The region came under the influence of the Nanda Empire of ancient India from 300 BCE, and with the rise of Chandragupta Maurya, the region came under the complete control of the Mauryan Empire. Afterward, the region was briefly and nominally controlled by the Shunga Empire. However, with the decline of the Shungas, the region passed to local Hindu and Buddhist rulers, and interrupted by foreign rulers. Many of these foreign rulers, like the Indo-Parthians, Sakas, and Kushans converted to Hinduism and Buddhism, and promoted these Indian religions throughout Central and South Asia. The region reached its height under the Buddhist ruler Kanishka the Great. After the fall of the Kushans, the region came under the control of the Gupta Empire of ancient India. During the period, Hindu and Buddhist art and architecture flourished in the area.
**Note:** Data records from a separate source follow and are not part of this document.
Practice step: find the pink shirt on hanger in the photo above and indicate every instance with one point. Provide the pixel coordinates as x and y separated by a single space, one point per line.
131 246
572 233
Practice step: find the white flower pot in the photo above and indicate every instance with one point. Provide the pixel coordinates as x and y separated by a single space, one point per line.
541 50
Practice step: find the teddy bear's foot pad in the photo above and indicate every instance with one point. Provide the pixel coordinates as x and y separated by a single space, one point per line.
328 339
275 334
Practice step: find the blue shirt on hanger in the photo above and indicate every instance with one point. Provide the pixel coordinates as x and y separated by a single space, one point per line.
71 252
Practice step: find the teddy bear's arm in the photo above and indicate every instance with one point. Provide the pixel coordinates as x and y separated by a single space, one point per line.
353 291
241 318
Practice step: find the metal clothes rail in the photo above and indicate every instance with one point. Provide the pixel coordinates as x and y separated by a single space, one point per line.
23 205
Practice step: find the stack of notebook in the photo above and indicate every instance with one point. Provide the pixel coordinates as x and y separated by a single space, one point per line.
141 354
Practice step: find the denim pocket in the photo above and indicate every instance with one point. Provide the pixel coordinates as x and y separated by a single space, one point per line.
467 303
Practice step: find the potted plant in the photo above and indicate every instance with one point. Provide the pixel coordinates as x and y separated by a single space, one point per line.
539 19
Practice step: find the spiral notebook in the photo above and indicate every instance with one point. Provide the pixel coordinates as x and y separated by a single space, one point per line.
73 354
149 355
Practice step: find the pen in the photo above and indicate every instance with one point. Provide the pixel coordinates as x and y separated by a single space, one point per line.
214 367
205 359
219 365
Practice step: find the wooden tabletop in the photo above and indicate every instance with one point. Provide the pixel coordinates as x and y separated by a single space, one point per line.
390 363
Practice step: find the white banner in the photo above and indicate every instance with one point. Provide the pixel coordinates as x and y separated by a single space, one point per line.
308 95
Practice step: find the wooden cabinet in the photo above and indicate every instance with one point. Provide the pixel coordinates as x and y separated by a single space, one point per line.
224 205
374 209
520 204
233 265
With the decline of the imperial Guptas, the Hindu Shahis came to rule the area. The Hindu Shahis built two massive forts in the northern edges of Dera Ismail Khan. The forts were later renamed as "Kafirkots" (forts of the infidel). These Hindu Shahi forts were known for high towers and steep defensive walls. The Hindus also built many Hindu temples around the area, however, much of them are now in rubble. The Hindu Shahis remained in control of the area until their defeat by the Turkic Muslim army of Ghaznavids.

The Tehsil is part of what was historically territory inhabited by the Baluch people during medieval India,
who were invited to settle the region by Shah Husseyn, of the Langah Sultanate of Multan. These Baluch settlers were displaced by, or assimilated into, later waves of Pashtun settlement.

During British rule in colonial India, Dera Ismail Khan was the chief tehsil of the old Dera Ismail Khan District. The population was 144,337, according to the 1901 census, an increase of almost 11,000 since the 1891 census (133,809) - it was headquartered at the town of Dera Ismail Khan and contained 250 villages.

== Politics ==

Dera Ismail Khan is represented in the National Assembly of Pakistan through two seats: NA-24 (DI Khan) and NA-25 (DI Khan cum Tank). The incumbent on these seats is Moulana Fazul Rehman of JUI-F from NA-24 and Dawer Khan Kundi of PTI from NA-25.

Traditionally, Dera Ismail Khan politics has been dominated by Jamiat Ullema Islam because of the charismatic and dynamic personality of Maulana Mufti Mahmood. After his death his son Fazlur Rehman became the chairman of JUI-F.